Thursday, September 3, 2020

HIPAA - Parents and Their Children’s Medical Records

 Parents and Their Children’s Medical Records


Situations when parents can and cannot see their children’s medical records

Does the HIPAA Privacy Rule allow parents the right to see their children’s medical records?

 The answer is YES; the Privacy Rule generally allows a parent to have access to the medical records about his or her child, as his or her minor child’s personal representative when such access is not inconsistent with State or other law.

Exceptions when the parent would not be the minor’s personal representative under the Privacy Rule.

1. When the minor is the one who consents to care, and the consent of the parent is not required under State or other applicable law;

2. When the minor obtains care at the direction of a court or a person appointed by the court and

3. When and to the extent that, the parent agrees that the minor and the health care provider may have a confidential relationship.

Four exceptions to the exceptions

Even in these exceptional situations, there are additional rules to follow:

1. The parent may have access to the medical records of the minor related to this treatment when State or other applicable law requires or permits such parental access.

2. Parental access would be denied when State or other law prohibits such access.

3. If State or other applicable law is silent on a parent’s right of access in these cases, the licensed health care provider may exercise his or her professional judgment to the extent allowed by law to grant or deny parental access to the minor’s medical information.

4. Finally, as is the case with respect to all personal representatives under the Privacy Rule, a provider may choose not to treat a parent as a personal representative when the provider reasonably believes, in his or her professional judgment, that the child has been or may be subjected to domestic violence, abuse, neglect or that treating the parent as the child’s personal representative could endanger the child.

Can a minor child’s doctor talk to the child’s parent about the patient’s mental health status and needs?

Again the answer is generally yes. With respect to general treatment situations, a parent, guardian, or other person acting in loco parentis usually is the personal representative of the minor child and a health care provider is permitted to share patient information with a patient’s personal representative under the Privacy Rule.

Here come the exceptions

However, section 164.502(g) of the Privacy Rule contains several important exceptions to this general rule. A parent is not treated as a minor child’s personal representative when:

1.  State or other law does not require the consent of a parent or other person before a minor can obtain a particular health care service, the minor consents to the health care service and the minor child has not requested the parent be treated as a personal representative;

2. Someone other than the parent is authorized by law to consent to the provision of a particular health service to a minor and provides such consent, or

3. A parent agrees to a confidential relationship between the minor and a health care provider with respect to the health care service. For example, if State law provides an adolescent the right to obtain mental health treatment without parental consent, and the adolescent consents to such treatment, the parent would not be the personal representative of the adolescent with respect to that mental health treatment information.

HIPAA defers to State Laws

Unlike some HIPAA Rules, the Privacy Rule concedes to State or other applicable laws in allowing or not allowing disclosure. Regardless of whether the parent is otherwise considered a personal representative, the Privacy Rule defers to State or other applicable laws that expressly address the ability of the parent to obtain health information about the minor child. In doing so, the Privacy Rule permits a covered entity to disclose to a parent, or provide the parent with access to, a minor child’s protected health information when and to the extent that it is permitted or required by State or other laws (including relevant case law). Likewise, the Privacy Rule prohibits a covered entity from disclosing a minor child’s protected health information to a parent when and to the extent it is prohibited under State or other laws (including relevant case law).

What if the State Laws are silent?

In cases in which State or other applicable law is silent concerning disclosing a minor’s protected health information to a parent, and the parent is not the personal representative of the minor child based on one of the exceptional circumstances described above, a covered entity has the discretion to provide or deny a parent access to the minor’s health information, if doing so is consistent with State or other applicable law, and the decision is made by a licensed health care professional in the exercise of professional judgment.

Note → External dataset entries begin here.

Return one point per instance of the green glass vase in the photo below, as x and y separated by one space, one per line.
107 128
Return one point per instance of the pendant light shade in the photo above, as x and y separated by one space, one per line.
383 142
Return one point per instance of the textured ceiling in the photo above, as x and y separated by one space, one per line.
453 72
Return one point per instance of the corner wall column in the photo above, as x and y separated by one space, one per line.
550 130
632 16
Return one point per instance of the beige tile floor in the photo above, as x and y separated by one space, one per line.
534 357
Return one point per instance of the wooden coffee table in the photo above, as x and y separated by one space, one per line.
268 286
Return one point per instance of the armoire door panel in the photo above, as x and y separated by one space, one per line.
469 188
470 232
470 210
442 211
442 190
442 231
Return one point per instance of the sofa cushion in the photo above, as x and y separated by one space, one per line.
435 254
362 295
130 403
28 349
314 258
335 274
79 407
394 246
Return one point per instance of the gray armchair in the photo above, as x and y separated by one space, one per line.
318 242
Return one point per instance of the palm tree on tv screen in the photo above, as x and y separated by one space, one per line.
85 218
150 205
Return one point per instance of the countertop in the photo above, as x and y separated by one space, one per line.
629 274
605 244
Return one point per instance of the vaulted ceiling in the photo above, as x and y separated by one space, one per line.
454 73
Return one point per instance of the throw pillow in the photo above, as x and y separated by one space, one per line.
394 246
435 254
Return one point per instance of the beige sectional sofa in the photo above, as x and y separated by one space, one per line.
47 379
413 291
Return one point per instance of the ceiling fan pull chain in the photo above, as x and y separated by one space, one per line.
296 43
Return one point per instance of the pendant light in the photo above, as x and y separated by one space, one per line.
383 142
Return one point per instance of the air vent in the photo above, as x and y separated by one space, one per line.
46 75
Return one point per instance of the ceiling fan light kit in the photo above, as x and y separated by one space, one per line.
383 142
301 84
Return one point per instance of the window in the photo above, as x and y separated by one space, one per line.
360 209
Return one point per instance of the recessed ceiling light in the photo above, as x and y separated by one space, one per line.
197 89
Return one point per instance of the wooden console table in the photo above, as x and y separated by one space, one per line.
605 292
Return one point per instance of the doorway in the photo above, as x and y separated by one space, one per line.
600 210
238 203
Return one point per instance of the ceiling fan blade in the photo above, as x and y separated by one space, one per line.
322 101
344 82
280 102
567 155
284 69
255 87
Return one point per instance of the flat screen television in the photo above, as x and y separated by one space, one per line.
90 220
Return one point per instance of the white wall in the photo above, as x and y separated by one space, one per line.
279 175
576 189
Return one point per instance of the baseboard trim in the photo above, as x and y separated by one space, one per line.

Mental Health and Substance Abuse laws may be stricter

In situations where a minor patient is being treated for a mental health disorder and a substance abuse disorder, additional laws may be applicable. The Federal confidentiality statute and regulations that apply to federally-funded drug and alcohol abuse treatment programs contain provisions that are more stringent than HIPAA. In these cases, it is wise to know your State laws and HIPAA rules, found here:

Reminder: A parent also may not be a personal representative if there are safety concerns. A provider may decide not to treat the parent as the minor’s personal representative if the provider believes that the minor has been or may be subject to violence, abuse, or neglect by the parent or the minor may be endangered by treating the parent as the personal representative; and the provider determines, in the exercise of professional judgment, that it is not in the best interests of the patient to treat the parent as the personal representative.